His, reasonable, prediction is that
“Over the next few years, blogs will grow both more and less significant. They’ll grow more significant because more people will be reading them, and — at least as important — more people will be writing them. That will expand their impact considerably. On the other hand, they’ll grow less significant, in a way, because they’ll grow more ordinary. Like other communications media, from newspapers to email, they’ll just become part of the background, and their particular thread of impact will be less noticeable”
But in the process he warns, again, that “‘[I]f Big Media let their position go without a fight to keep it by fair means or foul, they’ll be the first example of a privileged group that did so. So beware.’ I think we’re already beginning to see signs of that backlash, in the wake of the humiliation visited on Big Media by RatherGate — and the press establishment’s general lack of enthusiasm for free speech for others (as evidenced by its support for campaign finance “reform”) suggests that it’ll be happy to see alternative media muzzled. You want to keep this media revolution going? Be ready to fight for it.”

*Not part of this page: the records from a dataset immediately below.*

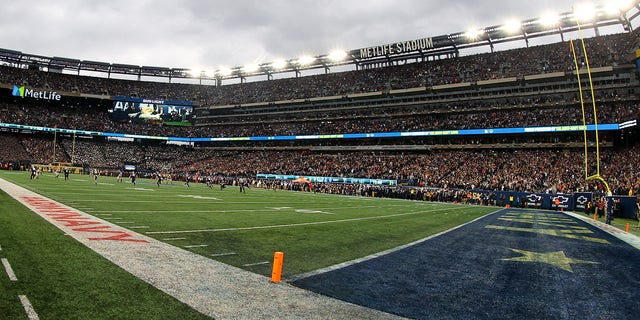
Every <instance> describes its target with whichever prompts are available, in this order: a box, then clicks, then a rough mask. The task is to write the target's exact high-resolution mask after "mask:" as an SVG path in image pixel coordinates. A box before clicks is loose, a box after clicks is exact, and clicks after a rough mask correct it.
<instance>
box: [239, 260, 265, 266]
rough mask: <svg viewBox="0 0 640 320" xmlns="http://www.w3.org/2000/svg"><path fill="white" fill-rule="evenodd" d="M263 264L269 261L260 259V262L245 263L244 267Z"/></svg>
mask: <svg viewBox="0 0 640 320" xmlns="http://www.w3.org/2000/svg"><path fill="white" fill-rule="evenodd" d="M263 264H269V261H260V262H254V263H247V264H243V265H242V266H243V267H253V266H260V265H263Z"/></svg>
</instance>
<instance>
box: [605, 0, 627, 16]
mask: <svg viewBox="0 0 640 320" xmlns="http://www.w3.org/2000/svg"><path fill="white" fill-rule="evenodd" d="M631 5H632V1H631V0H609V1H607V3H605V4H604V11H605V12H606V13H608V14H620V12H622V11H626V10H628V9H629V8H630V7H631Z"/></svg>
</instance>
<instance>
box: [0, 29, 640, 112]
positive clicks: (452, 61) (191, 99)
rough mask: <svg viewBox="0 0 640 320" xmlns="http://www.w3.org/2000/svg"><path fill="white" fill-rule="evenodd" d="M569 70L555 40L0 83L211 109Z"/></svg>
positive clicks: (612, 50) (17, 72)
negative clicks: (352, 66) (220, 75)
mask: <svg viewBox="0 0 640 320" xmlns="http://www.w3.org/2000/svg"><path fill="white" fill-rule="evenodd" d="M636 37H637V34H636V33H635V32H634V33H622V34H615V35H607V36H600V37H595V38H591V39H586V41H585V42H586V48H587V52H588V53H589V63H590V65H591V67H594V68H595V67H600V66H612V65H617V64H623V63H629V62H630V61H628V60H627V59H628V55H629V54H630V53H631V52H633V49H635V48H634V47H633V46H634V45H635V42H636ZM576 53H577V55H578V61H579V63H580V64H581V65H584V61H585V58H584V54H583V53H582V52H581V51H579V50H578V51H576ZM572 69H574V60H573V55H572V53H571V51H570V50H569V44H568V43H567V42H559V43H555V44H548V45H541V46H536V47H530V48H520V49H512V50H506V51H501V52H495V53H485V54H477V55H470V56H462V57H458V58H448V59H441V60H435V61H424V62H416V63H407V64H402V65H394V66H389V67H385V68H371V69H364V70H357V71H347V72H336V73H328V74H321V75H310V76H304V77H296V78H285V79H276V80H268V81H255V82H246V83H239V84H229V85H222V86H211V85H194V84H179V83H163V82H150V81H135V80H119V79H105V78H97V77H88V76H77V75H69V74H60V73H49V72H40V71H37V70H25V69H17V68H12V67H6V66H0V83H7V84H26V85H29V86H33V87H39V88H50V89H52V90H56V91H59V92H60V91H63V92H79V93H89V94H105V95H113V96H115V95H120V96H132V97H145V98H156V99H158V98H159V99H169V100H187V101H194V102H196V104H197V105H201V106H212V105H234V104H242V103H255V102H270V101H283V100H291V99H307V98H314V97H325V96H340V95H345V94H354V93H367V92H386V91H388V90H391V89H406V88H413V87H421V86H435V85H442V84H452V83H460V82H475V81H479V80H489V79H497V78H507V77H522V76H524V75H531V74H541V73H549V72H564V71H570V70H572Z"/></svg>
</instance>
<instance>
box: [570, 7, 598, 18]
mask: <svg viewBox="0 0 640 320" xmlns="http://www.w3.org/2000/svg"><path fill="white" fill-rule="evenodd" d="M595 17H596V8H595V7H594V6H593V5H592V4H588V3H583V4H581V5H578V6H576V7H575V8H574V9H573V18H574V19H576V20H577V21H591V20H593V18H595Z"/></svg>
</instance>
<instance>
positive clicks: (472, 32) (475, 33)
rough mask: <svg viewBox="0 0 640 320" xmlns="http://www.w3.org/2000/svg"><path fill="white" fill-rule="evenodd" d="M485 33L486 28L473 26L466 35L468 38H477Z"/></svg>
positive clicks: (473, 38)
mask: <svg viewBox="0 0 640 320" xmlns="http://www.w3.org/2000/svg"><path fill="white" fill-rule="evenodd" d="M482 33H484V30H482V29H479V28H471V29H469V31H467V32H465V34H464V36H465V37H467V38H468V39H471V40H475V39H478V38H479V37H480V35H481V34H482Z"/></svg>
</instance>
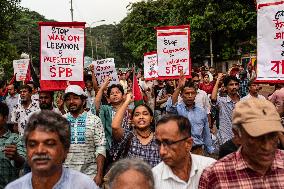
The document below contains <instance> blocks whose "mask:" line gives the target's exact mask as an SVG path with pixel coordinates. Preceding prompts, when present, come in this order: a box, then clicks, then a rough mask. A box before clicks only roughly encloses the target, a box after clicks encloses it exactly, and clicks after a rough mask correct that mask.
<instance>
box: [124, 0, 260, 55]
mask: <svg viewBox="0 0 284 189" xmlns="http://www.w3.org/2000/svg"><path fill="white" fill-rule="evenodd" d="M184 24H190V27H191V56H192V58H197V59H198V57H200V59H204V57H206V56H207V55H209V36H210V35H211V36H212V39H213V50H214V55H215V57H219V58H220V59H229V58H233V57H234V56H236V55H237V50H238V49H239V48H240V47H242V48H243V50H245V51H246V50H247V51H250V50H251V49H255V46H256V44H255V43H254V42H255V39H256V9H255V5H254V1H245V0H188V1H184V0H156V1H154V0H148V1H142V2H137V3H133V4H130V6H129V14H128V15H127V17H126V18H125V19H124V20H123V21H122V22H121V28H122V33H123V36H124V37H125V38H124V40H125V41H124V45H125V47H126V48H127V49H129V51H131V52H132V55H133V56H134V57H135V58H136V59H141V58H142V57H143V53H145V52H147V51H153V50H156V33H155V30H154V27H157V26H169V25H184ZM244 42H248V43H244ZM244 44H245V45H244Z"/></svg>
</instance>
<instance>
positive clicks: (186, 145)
mask: <svg viewBox="0 0 284 189" xmlns="http://www.w3.org/2000/svg"><path fill="white" fill-rule="evenodd" d="M156 143H157V146H158V148H159V152H160V157H161V159H162V160H163V161H162V162H161V163H159V164H158V165H157V166H156V167H154V168H153V169H152V171H153V175H154V180H155V188H156V189H172V188H174V189H184V188H197V187H198V183H199V178H200V176H201V173H202V171H203V170H204V169H205V168H206V167H208V166H209V165H211V164H212V163H213V162H215V161H216V160H214V159H212V158H209V157H204V156H200V155H195V154H191V153H190V150H191V147H192V144H193V139H192V137H191V124H190V122H189V120H188V118H186V117H183V116H181V115H174V114H172V115H165V116H164V117H163V118H161V119H160V120H159V121H158V123H157V127H156Z"/></svg>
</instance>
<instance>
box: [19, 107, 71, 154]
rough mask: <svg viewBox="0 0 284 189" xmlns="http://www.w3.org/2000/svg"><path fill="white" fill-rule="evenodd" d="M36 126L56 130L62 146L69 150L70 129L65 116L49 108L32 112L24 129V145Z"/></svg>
mask: <svg viewBox="0 0 284 189" xmlns="http://www.w3.org/2000/svg"><path fill="white" fill-rule="evenodd" d="M37 128H40V129H43V130H44V131H49V132H56V133H57V134H58V136H59V139H60V141H61V142H62V144H63V146H64V149H65V150H69V148H70V142H71V131H70V125H69V122H68V121H67V119H66V118H64V117H62V116H61V115H59V114H57V113H55V112H53V111H51V110H41V111H40V112H37V113H33V114H32V116H31V117H30V119H29V121H28V124H27V125H26V127H25V131H24V140H25V144H26V145H27V141H28V138H29V134H30V133H31V132H32V131H34V130H36V129H37Z"/></svg>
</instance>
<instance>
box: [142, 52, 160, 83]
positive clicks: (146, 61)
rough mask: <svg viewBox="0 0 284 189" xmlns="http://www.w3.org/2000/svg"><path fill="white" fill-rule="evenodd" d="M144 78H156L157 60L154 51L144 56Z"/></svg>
mask: <svg viewBox="0 0 284 189" xmlns="http://www.w3.org/2000/svg"><path fill="white" fill-rule="evenodd" d="M144 78H145V80H153V79H157V78H158V59H157V52H156V51H154V52H148V53H145V54H144Z"/></svg>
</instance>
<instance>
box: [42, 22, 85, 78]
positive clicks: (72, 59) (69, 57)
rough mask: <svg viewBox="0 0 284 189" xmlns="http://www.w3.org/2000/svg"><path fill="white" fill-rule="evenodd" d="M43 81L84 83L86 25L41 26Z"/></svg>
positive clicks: (42, 76)
mask: <svg viewBox="0 0 284 189" xmlns="http://www.w3.org/2000/svg"><path fill="white" fill-rule="evenodd" d="M40 30H41V80H49V81H52V80H66V81H83V67H84V45H85V33H84V25H83V26H82V27H74V26H72V23H70V25H69V26H66V25H64V24H63V25H62V26H60V23H56V24H54V25H52V24H50V25H42V26H41V29H40Z"/></svg>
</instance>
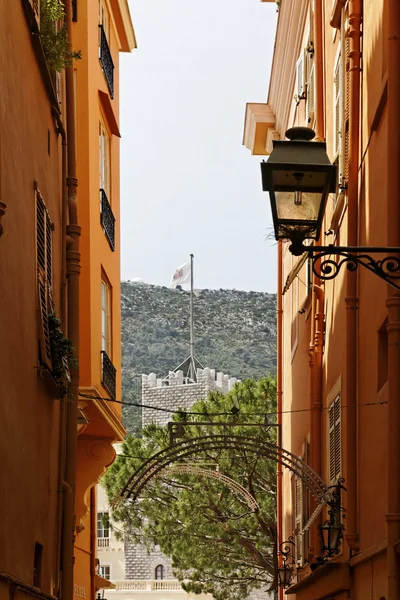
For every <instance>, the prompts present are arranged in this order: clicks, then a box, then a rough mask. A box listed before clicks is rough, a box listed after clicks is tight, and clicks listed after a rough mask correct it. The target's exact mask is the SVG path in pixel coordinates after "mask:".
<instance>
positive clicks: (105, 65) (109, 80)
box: [99, 25, 114, 98]
mask: <svg viewBox="0 0 400 600" xmlns="http://www.w3.org/2000/svg"><path fill="white" fill-rule="evenodd" d="M99 28H100V48H99V58H100V62H101V66H102V68H103V73H104V77H105V78H106V81H107V85H108V89H109V92H110V96H111V98H114V63H113V60H112V57H111V52H110V46H109V45H108V41H107V36H106V33H105V31H104V27H103V25H99Z"/></svg>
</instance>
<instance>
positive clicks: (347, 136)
mask: <svg viewBox="0 0 400 600" xmlns="http://www.w3.org/2000/svg"><path fill="white" fill-rule="evenodd" d="M346 27H347V19H342V27H341V40H342V41H341V43H342V56H344V64H343V68H344V73H343V76H342V77H343V79H342V81H343V87H344V90H343V131H342V153H343V167H342V170H343V178H344V182H347V181H348V178H349V155H350V135H349V131H350V38H349V36H347V35H346Z"/></svg>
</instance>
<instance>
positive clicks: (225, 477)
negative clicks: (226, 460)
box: [158, 464, 260, 511]
mask: <svg viewBox="0 0 400 600" xmlns="http://www.w3.org/2000/svg"><path fill="white" fill-rule="evenodd" d="M165 471H167V473H172V474H174V473H178V474H184V475H185V474H187V475H199V476H200V477H208V478H209V479H217V480H218V481H222V483H224V484H225V485H227V486H228V487H230V488H231V490H233V491H234V492H236V493H238V494H239V495H240V496H242V498H244V500H245V501H246V504H247V506H248V507H249V508H250V509H251V510H253V511H256V510H258V509H259V508H260V507H259V506H258V502H257V500H256V499H255V498H254V496H252V495H251V494H250V492H249V490H246V488H245V487H243V486H242V485H240V483H237V481H235V480H234V479H232V478H231V477H228V475H224V473H220V472H219V471H211V469H203V468H202V467H198V466H197V465H190V464H177V465H172V466H168V467H165V469H164V471H161V472H160V473H158V477H160V476H162V475H163V473H164V472H165Z"/></svg>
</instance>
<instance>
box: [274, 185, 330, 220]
mask: <svg viewBox="0 0 400 600" xmlns="http://www.w3.org/2000/svg"><path fill="white" fill-rule="evenodd" d="M275 198H276V211H277V214H278V220H279V221H281V220H284V221H315V222H316V221H317V220H318V214H319V209H320V206H321V202H322V198H323V193H321V192H316V193H312V192H299V191H296V192H277V191H276V192H275Z"/></svg>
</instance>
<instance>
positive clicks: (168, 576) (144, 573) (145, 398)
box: [125, 368, 237, 579]
mask: <svg viewBox="0 0 400 600" xmlns="http://www.w3.org/2000/svg"><path fill="white" fill-rule="evenodd" d="M236 381H237V380H236V379H235V378H229V377H228V375H224V374H223V373H216V372H215V371H214V369H208V368H205V369H197V383H184V377H183V372H182V371H177V372H173V371H170V373H169V375H168V377H166V378H165V379H157V377H156V375H155V374H154V373H151V374H150V375H142V404H145V405H147V406H155V407H160V408H165V409H172V410H176V409H178V408H187V409H189V408H190V407H191V406H193V404H194V403H195V402H196V401H197V400H200V398H206V397H207V394H208V392H211V391H216V390H218V391H220V392H223V393H227V392H228V391H229V390H230V389H231V388H232V387H233V385H234V384H235V383H236ZM142 419H143V420H142V425H143V427H146V425H149V424H150V423H157V424H158V425H166V424H167V423H168V421H171V420H172V413H169V412H163V411H159V410H154V409H152V408H143V409H142ZM160 564H161V565H163V566H164V573H165V575H164V577H165V579H173V574H172V567H171V560H170V559H169V558H168V557H166V556H164V555H163V554H162V553H161V552H160V551H159V550H158V549H157V548H156V549H155V550H153V551H151V552H148V551H147V550H146V548H145V547H144V546H141V545H134V544H131V543H129V542H127V543H126V544H125V577H126V579H154V576H155V568H156V567H157V565H160Z"/></svg>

In addition to his general argument I’d draw attention to two other stories that caught my eye. One, reported by the BBC, on a US airline attendant fighting for her job after she was suspended, seemingly for the content of her personal blog – Blogger grounded by her airline. The other, in the NY Times is an article on “advertising agencies and communications professionals.. using blogs to create discussion about ideas within their industries”.
The BBC article highlights how some companies are starting to become increasingly wary, and vigilant, of the content of employees blogs. The article quotes Jeffrey Matsuura, director of the law and technology programme at the University of Dayton –
personal websites can be hazardous for both employers and their employees.
“There are many examples of employees who have presented some kind of material online that have gotten them in trouble with employers,” he said.
It was crucial that any policy about what was and what was not acceptable was expressed clearly, was reasonable, and enforced fairly in company policy.
“You have to remember that as an employee, you don’t have total free speech anymore,” he said.
Mr Matsuura added that some companies actively encouraged employees to blog.
“One of the areas where it does become a problem is that they encourage this when it suits them, but they may not be particularly clear when they [employees] do cross the line.”
The NY Times article, while charting the expansion of ‘blogland’, focuses on the same business-risk related theme –
[Advertising] Agencies with blogs, though, are in a minority. For many, particularly the large networks, the potential risks still outweigh the benefits.
“Blogs are in fashion, and it is easy to hop on the bandwagon and say that every company should have one,” said Linda Sawyer, managing partner and chief operating officer at Deutsch in New York, a unit of the Interpublic Group of Companies and an agency without a blog. “The questions any smart marketer should be asking are, ‘Does this provide a platform to connect with their most relevant audiences and how will this address business objectives?’ ”
“That’s not to say we would never enter blogland,” Ms. Sawyer said, “but there is a fine line between being timely, topical and keeping current while making sure that we are doing what’s best for our business long term.”
The biggest fear is an uncontrolled message slipping out, said Steve Rubel, vice president for client services at CooperKatz & Company in New York, a public relations agency with clients including the Association of National Advertisers, J. P. Morgan Chase and Wendy’s. “Do they allow comments or do they not? Is there an implication if it is a publicly traded firm? Who is the one who should blog for us? How might that choice be received in the company?”
Glenn Reynolds may be right to focus on the “press establishment’s general lack of enthusiasm for free speech for others”, after all, that is the arena where the public battle will be won or lost – but they won’t be the only players with an interest in the outcome.